Entró en la sala. No estaba vacía. La ocupante era Mavis Newbolt, la única persona que desearía no volver a ver jamás, la que solía ser su mejor amiga y era ya su peor enemiga. Y era demasiado tarde para buscar otro lugar donde esperar. Mavis ya la había visto.

—¿Huyes con el rabo entre las piernas? —se burló Mavis.

Ay, Dios, otra vez no. ¿No había dicho ya bastante su ex amiga cuando llegó para impedir un matrimonio que todos los implicados consideraban un trágico error? Parecía que no.

—Claro que no —repuso Ophelia, manteniendo el control de sus emociones. Su vieja amiga no conseguiría hacerla llorar otra vez—. Debió de resultarte mortificante hacerme ese favor hoy para que no tuviera que casarme con el escocés.

—Ya te dije que no lo hacía por ti. Eres la última persona a la que quisiera ayudar —aclaró Mavis.

—Ya, ya lo sé, te hacías la heroína únicamente por Duncan. Aun así, me salvaste de tener que casarme con él. Supongo que debo agradecértelo.

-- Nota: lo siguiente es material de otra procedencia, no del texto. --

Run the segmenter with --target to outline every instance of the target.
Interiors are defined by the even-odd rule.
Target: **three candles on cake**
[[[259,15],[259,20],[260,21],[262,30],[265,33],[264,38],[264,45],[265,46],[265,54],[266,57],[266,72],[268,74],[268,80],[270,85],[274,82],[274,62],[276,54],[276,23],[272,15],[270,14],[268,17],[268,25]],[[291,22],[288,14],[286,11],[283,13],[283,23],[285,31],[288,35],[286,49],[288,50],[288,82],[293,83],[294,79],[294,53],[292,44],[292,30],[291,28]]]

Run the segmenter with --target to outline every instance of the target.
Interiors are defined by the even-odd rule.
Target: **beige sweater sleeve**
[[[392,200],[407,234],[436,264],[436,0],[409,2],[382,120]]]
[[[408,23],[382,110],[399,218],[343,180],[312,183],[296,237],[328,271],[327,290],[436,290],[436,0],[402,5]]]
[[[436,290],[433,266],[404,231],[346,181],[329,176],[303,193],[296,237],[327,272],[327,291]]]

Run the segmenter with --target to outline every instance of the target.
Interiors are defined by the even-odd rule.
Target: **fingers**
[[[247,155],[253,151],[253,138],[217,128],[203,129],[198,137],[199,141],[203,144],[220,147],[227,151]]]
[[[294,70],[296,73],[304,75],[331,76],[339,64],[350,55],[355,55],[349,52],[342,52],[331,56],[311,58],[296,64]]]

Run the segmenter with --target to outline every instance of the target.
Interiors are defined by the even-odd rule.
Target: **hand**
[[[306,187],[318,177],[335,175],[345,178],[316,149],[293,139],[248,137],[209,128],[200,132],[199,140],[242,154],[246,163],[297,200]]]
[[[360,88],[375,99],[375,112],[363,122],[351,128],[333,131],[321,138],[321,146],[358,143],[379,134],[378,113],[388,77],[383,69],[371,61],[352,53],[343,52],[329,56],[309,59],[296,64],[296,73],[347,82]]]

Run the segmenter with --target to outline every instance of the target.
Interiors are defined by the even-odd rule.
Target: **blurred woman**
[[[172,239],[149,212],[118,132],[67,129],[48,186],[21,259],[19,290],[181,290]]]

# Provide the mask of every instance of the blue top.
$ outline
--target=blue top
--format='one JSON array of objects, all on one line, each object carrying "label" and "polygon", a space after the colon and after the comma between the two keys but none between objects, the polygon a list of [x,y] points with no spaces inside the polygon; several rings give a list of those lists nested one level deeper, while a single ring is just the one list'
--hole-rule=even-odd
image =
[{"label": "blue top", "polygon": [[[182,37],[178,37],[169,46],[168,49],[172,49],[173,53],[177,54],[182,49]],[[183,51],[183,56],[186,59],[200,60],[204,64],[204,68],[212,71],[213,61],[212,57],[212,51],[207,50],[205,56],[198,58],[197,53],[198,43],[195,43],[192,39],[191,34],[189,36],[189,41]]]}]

—¡No lo hagas! —gruñó Mavis agitando los rizos de su cabello—. Deja de fingir, Ophelia. Tú y yo nos odiamos...

—¡Basta! —Ophelia la interrumpió antes que reabriera la herida—. Aquí no tienes a tu público para envilecerme a sus ojos, de modo que digamos la verdad. Eres la única amiga verdadera que he tenido y lo sabes. ¡Te quería! Si no te quisiera, no habría intentado protegerte de Lawrence mostrándote la verdad acerca de él. Tú, en cambio, preferiste culparme a mí de su perfidia. ¿Qué fue lo que dijiste? ¿Que la única razón por la que seguías tolerando mi presencia era porque esperabas ser testigo de mi caída? Y me llamaste maliciosa, ¿a mí?

—Te dije que ya apenas me reconozco —contestó Mavis a la defensiva—. Pero eso es culpa tuya. Me volviste tan resentida que ni siquiera me gusto a mí misma.

—No, no fui yo, fue él. Tu precioso Lawrence, que te utilizó para acercarse a mí. Ahí está, por fin lo he dicho. También intenté ahorrarte esto. Me suplicaba que me casara con él mientras te hacía la corte, pero ya no pretendo protegerte de la verdad, Mavis.

—¡Qué mentirosa eres! Y me tildaste de mentirosa a mí delante de tus amigas.